The .cognify operation takes the data you ingested with Add and turns plain text into structured knowledge: chunks, embeddings, summaries, nodes, and edges that live in Cognee’s vector and graph stores. It prepares your data for downstream operations like Search.
  • Transforms ingested data: builds chunks, embeddings, and summaries; always comes after Add
  • Graph creation: extracts entities and relationships to form a knowledge graph
  • Vector indexing: makes everything searchable via embeddings
  • Dataset-scoped: runs per dataset, respecting ownership and permissions
  • Incremental loading: you can run .cognify multiple times as your dataset grows, and Cognee will skip what’s already processed

What happens under the hood

The .cognify pipeline is made of six ordered Tasks.

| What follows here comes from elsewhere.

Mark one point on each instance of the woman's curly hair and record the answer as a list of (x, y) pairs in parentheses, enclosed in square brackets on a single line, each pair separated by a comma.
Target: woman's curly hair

Each task takes the output of the previous one and moves your data closer to becoming a searchable knowledge graph.
  1. Classify documents — wrap each ingested file as a Document object with metadata and optional node sets
  2. Check permissions — enforce that you have the right to modify the target dataset
  3. Extract chunks — split documents into smaller pieces (paragraphs, sections)
  4. Extract graph — use LLMs to identify entities and relationships, inserting them into the graph DB
  5. Summarize text — generate summaries for each chunk, stored as TextSummary DataPoints
  6. Add data points — embed nodes and summaries, write them into the vector store, and update graph edges
The result is a fully searchable, structured knowledge graph connected to your data.

After cognify finishes

When .cognify completes for a dataset:
  • DocumentChunks exist in memory as the granular breakdown of your files
  • Summaries are stored and indexed in the vector database for semantic search
  • Knowledge graph nodes and edges are committed to the graph database
  • Dataset metadata is updated with token counts and pipeline status
  • Your dataset is now query-ready: you can run Search or graph queries immediately

Examples and details

  1. Classify documents
    • Turns raw Data rows into Document objects
    • Chooses the right document type (PDF, text, image, audio, etc.)
    • Attaches metadata and optional node sets
  2. Check permissions
    • Verifies that the user has write access to the dataset
  3. Extract chunks
    • Splits documents into DocumentChunks using a chunker
    • Updates token counts in the relational DB
  4. Extract graph
    • Calls the LLM to extract entities and relationships
    • Deduplicates nodes and edges, commits to the graph DB
  5. Summarize text
    • Generates concise summaries per chunk
    • Stores them as TextSummary DataPoints for vector search
  6. Add data points
    • Converts summaries and other DataPoints into graph + vector nodes
    • Embeds them in the vector store, persists in the graph DB
  • Cognify always runs on a dataset
  • You must have write access to the dataset
  • Permissions are enforced at pipeline start
  • Each dataset maintains its own cognify status and token counts
  • By default, .cognify processes all data in a dataset
  • With incremental_loading=True, only new or updated files are processed
  • Saves time and compute for large, evolving datasets
  • Vector database contains embeddings for summaries and nodes
  • Graph database contains entities and relationships
  • Relational database tracks token counts and pipeline run status
  • Your dataset is now ready for Search (semantic or graph-based)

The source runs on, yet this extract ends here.